EDIT: Here is a quick hack at a program to return the j th value label. You present a name which by default is taken to be a variable name; with the labelname option it is taken to be a value label name. Not much tested.
*! 1.0.0 NJC 7 Oct 2014
program jthvaluelabel, rclass
version 9
syntax name , j(numlist int >0 min=1 max=1) [labelname]
if "`labelname'" == "" {
confirm var `namelist'
local labelname : value label `namelist'
if "`labelname'" == "" {
di as err "no value label attached to `namelist'"
exit 111
}
}
else {
local labelname `namelist'
capture label list `labelname'
if _rc {
di as err "no such value label defined"
exit 111
}
}
mata: lookitup("`labelname'", `j')
di as text `"`valuelabel'"'
return local valuelabel `"`valuelabel'"'
end
mata:
void lookitup (string scalar lblname, real scalar j) {
real colvector values
string colvector text
real scalar nlbl
string scalar labels
st_vlload(lblname, values = ., text = "")
nlbl = length(text)
if (nlbl == 1) labels = "label"
else if (nlbl > 1) labels = "labels"
if (nlbl < j) {
errprintf("no such label; %1.0f %s, but #%1.0f requested\n",
nlbl, labels, j)
exit(498)
}
else {
st_local("valuelabel", text[j])
}
}
end
Some examples:
. sysuse auto, clear
(1978 Automobile Data)
. jthvaluelabel foreign, j(1)
Domestic
. jthvaluelabel foreign, j(2)
Foreign
. jthvaluelabel foreign, j(3)
no such label; 2 labels, but #3 requested
r(498);
. jthvaluelabel make, j(1)
no value label attached to make
r(111);
. jthvaluelabel origin, j(1) labelname
Domestic
Posting code here is occasionally a little difficult. The code delimiters aren't always respected. The real program on my machine is indented more systematically than is evident from the version above.

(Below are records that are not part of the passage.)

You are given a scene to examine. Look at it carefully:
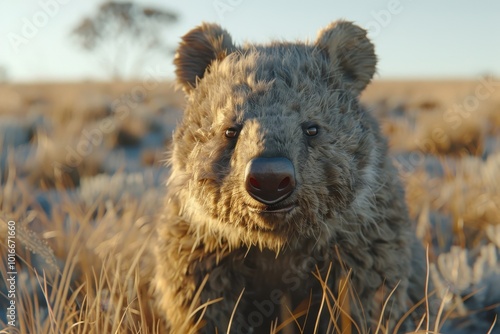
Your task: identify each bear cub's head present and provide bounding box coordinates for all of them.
[169,21,378,249]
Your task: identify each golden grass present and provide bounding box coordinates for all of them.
[0,82,500,334]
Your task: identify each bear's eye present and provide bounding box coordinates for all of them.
[224,128,238,138]
[304,125,319,137]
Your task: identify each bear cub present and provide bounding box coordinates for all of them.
[154,21,426,334]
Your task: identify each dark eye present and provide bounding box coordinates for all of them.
[224,128,238,138]
[304,125,319,137]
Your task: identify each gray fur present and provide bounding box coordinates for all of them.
[155,21,432,333]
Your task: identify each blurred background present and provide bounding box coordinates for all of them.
[0,0,500,333]
[0,0,500,82]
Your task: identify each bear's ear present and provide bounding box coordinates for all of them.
[174,23,235,93]
[316,21,377,94]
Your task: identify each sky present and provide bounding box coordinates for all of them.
[0,0,500,82]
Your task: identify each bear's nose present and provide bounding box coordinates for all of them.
[245,157,295,205]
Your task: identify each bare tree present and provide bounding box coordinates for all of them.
[71,1,178,79]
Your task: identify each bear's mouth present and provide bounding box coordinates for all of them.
[248,203,297,214]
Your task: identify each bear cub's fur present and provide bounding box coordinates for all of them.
[155,21,426,334]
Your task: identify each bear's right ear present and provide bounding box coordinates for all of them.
[174,23,236,93]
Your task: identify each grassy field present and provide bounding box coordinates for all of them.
[0,78,500,333]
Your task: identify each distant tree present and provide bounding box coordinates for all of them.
[71,1,178,79]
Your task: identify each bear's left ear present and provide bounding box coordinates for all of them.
[174,23,236,93]
[316,21,377,94]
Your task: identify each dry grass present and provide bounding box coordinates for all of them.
[0,82,500,333]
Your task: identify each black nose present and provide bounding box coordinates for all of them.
[245,157,295,205]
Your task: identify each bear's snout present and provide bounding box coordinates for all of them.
[245,157,295,205]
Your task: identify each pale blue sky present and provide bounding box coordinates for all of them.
[0,0,500,81]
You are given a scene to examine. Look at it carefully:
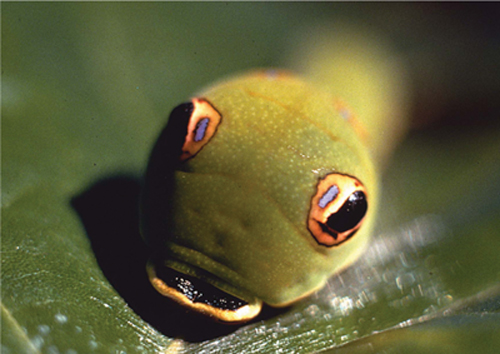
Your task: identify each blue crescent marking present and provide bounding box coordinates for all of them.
[194,118,210,142]
[318,185,339,208]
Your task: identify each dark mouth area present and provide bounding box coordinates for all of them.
[156,267,248,311]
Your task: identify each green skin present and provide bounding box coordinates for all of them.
[142,72,378,306]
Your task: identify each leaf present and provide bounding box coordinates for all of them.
[1,3,500,353]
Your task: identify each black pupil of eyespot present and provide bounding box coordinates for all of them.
[326,191,368,233]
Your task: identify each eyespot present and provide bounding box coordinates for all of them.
[307,173,368,247]
[178,98,222,161]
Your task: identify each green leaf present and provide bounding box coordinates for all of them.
[1,3,500,353]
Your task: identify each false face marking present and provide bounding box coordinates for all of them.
[180,98,222,161]
[307,173,368,247]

I cobbled together a nice solution from Nick's and Dimitriy's answers and comments (the application is for a function outputting a line of a table, in a section and the user has specified that they want labels for groupvar for the position index):
local labelname : value label `groupvar'
mata: st_vlload("`labelname'", values = ., text = "")
mata: st_local("vallab", text[`index'])
local vallab = substr("`vallab'",1,8)
Then the program carries on using the local vallab.